3. Determining the number of months:
We need to keep track of the remaining balance until it reaches zero.
- Month 4:
Remaining balance = $1153.34 * 1.015 - $20 = $1140.44
- Month 5:
Remaining balance = $1140.44 * 1.015 - $20 = $1127.95
Continue this process.
4. Final steps:
We repeat the process until the remaining balance reaches zero and count the number of months.
After 59 months, the remaining balance will be approximately $20.13.
After 60 months, the remaining balance will be approximately $0.
Therefore, it will take Tyler 60 months (or 5 years) to pay off the debt in this way. The bank will eventually receive a total of $1200 (original loan amount) + $20 (minimum payment per month) * 60 (number of months) = $2400 for its $1200 loan to Tyler.
To find out how long it will take Tyler to pay off the debt and how much the bank will eventually receive, we can break down the problem into steps.
Step 1: Calculate the monthly interest on the unpaid balance.
Since the credit card charges 1.5 percent monthly interest, we need to calculate the monthly interest on the unpaid balance. To do this, we multiply the unpaid balance by 1.5 percent (or 0.015).

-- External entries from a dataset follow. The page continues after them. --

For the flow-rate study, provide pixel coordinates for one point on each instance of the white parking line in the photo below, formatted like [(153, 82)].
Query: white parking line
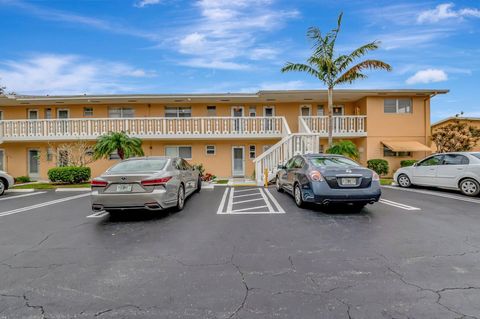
[(23, 195), (32, 207), (398, 205), (265, 201)]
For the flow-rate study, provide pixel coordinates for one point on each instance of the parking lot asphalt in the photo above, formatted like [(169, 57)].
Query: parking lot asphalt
[(413, 255)]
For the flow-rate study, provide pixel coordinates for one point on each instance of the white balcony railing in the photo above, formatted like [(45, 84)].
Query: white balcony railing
[(343, 126), (147, 128)]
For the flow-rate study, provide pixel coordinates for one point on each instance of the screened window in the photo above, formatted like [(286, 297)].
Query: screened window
[(210, 149), (397, 106), (179, 151), (211, 110), (252, 151), (178, 111), (121, 112), (88, 111)]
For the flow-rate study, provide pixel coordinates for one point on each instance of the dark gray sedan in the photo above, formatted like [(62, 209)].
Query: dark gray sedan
[(152, 183), (326, 178)]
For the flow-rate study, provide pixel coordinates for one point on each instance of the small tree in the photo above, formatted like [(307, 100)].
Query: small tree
[(455, 137), (119, 142), (345, 148)]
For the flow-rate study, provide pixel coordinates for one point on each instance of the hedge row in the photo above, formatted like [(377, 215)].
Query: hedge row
[(69, 174)]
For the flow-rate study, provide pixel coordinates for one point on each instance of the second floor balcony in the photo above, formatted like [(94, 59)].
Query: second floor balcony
[(145, 128), (343, 126)]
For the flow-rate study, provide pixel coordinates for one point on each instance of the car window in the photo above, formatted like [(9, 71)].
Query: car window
[(139, 166), (431, 161), (332, 162), (455, 159)]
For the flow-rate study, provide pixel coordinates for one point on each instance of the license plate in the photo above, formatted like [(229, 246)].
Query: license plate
[(349, 181), (124, 188)]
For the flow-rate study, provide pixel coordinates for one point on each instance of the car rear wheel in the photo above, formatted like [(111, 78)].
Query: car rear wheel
[(278, 186), (404, 181), (297, 195), (180, 198), (469, 187)]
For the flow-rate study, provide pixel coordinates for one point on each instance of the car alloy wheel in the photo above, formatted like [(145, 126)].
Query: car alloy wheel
[(470, 187), (404, 181)]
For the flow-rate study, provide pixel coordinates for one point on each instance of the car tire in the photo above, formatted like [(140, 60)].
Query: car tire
[(199, 185), (404, 181), (278, 186), (297, 196), (180, 198), (3, 187), (469, 187)]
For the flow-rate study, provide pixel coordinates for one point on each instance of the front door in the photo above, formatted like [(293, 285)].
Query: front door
[(33, 163), (238, 161)]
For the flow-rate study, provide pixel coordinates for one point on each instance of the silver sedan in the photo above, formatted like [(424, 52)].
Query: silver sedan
[(152, 183)]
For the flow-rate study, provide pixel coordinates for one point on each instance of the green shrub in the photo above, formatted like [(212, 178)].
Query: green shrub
[(380, 166), (406, 163), (69, 174), (22, 179)]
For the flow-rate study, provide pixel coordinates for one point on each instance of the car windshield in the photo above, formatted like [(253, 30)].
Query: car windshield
[(332, 162), (139, 166)]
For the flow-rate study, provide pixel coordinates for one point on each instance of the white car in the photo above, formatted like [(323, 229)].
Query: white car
[(6, 181), (456, 170)]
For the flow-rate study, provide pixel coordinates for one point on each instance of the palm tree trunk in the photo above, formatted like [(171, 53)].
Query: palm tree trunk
[(330, 117)]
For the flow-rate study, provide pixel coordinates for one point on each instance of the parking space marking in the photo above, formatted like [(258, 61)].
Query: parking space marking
[(32, 207), (263, 200), (99, 214), (435, 193), (398, 205), (23, 195)]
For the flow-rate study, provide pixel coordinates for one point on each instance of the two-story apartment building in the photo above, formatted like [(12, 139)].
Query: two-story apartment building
[(230, 134)]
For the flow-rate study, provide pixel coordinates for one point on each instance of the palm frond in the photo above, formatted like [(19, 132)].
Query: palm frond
[(355, 72), (299, 67)]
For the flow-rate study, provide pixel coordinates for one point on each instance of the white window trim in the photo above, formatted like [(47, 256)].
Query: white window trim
[(265, 107), (309, 106), (177, 146), (214, 150), (238, 107)]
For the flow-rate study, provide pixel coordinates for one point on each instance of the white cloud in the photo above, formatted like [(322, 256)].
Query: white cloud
[(428, 76), (68, 74), (446, 11), (144, 3)]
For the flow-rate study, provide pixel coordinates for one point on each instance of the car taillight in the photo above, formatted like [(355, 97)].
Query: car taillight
[(98, 183), (156, 181), (316, 176)]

Monthly interest = Unpaid balance * 0.015
Step 2: Calculate the minimum payment for each month.
The minimum monthly payment is given as $20.
Step 3: Determine the remaining balance after making the minimum payment.
To find the remaining balance after a month, subtract the minimum payment from the unpaid balance and add the monthly interest.
Remaining balance = Unpaid balance - Minimum payment + Monthly interest
Step 4: Repeat steps 2 and 3 until the remaining balance reaches zero.
Continue making minimum payments each month, calculating the new remaining balance after each payment, until the remaining balance reaches zero.
Now, let's apply these steps to the given scenario:
Initial unpaid balance: $1200
Month 1:
Minimum payment: $20
Monthly interest: $1200 * 0.015 = $18
Remaining balance: $1200 - $20 + $18 = $1198
Month 2:
Minimum payment: $20
Monthly interest: $1198 * 0.015 = $17.97
Remaining balance: $1198 - $20 + $17.97 = $1195.97
Continue this process until the remaining balance reaches zero.
Month 3:
Remaining balance: $1195.97 - $20 + ($1195.97 * 0.015) = $1193.92
Month 4:
Remaining balance: $1193.92 - $20 + ($1193.92 * 0.015) = $1191.85
Month 5:
Remaining balance: $1191.85 - $20 + ($1191.85 * 0.015) = $1189.75
...
Keep repeating the process until the remaining balance is zero.
The bank will eventually receive the total amount of money that Tyler pays off. This will include all the minimum payments made and the accumulated interest.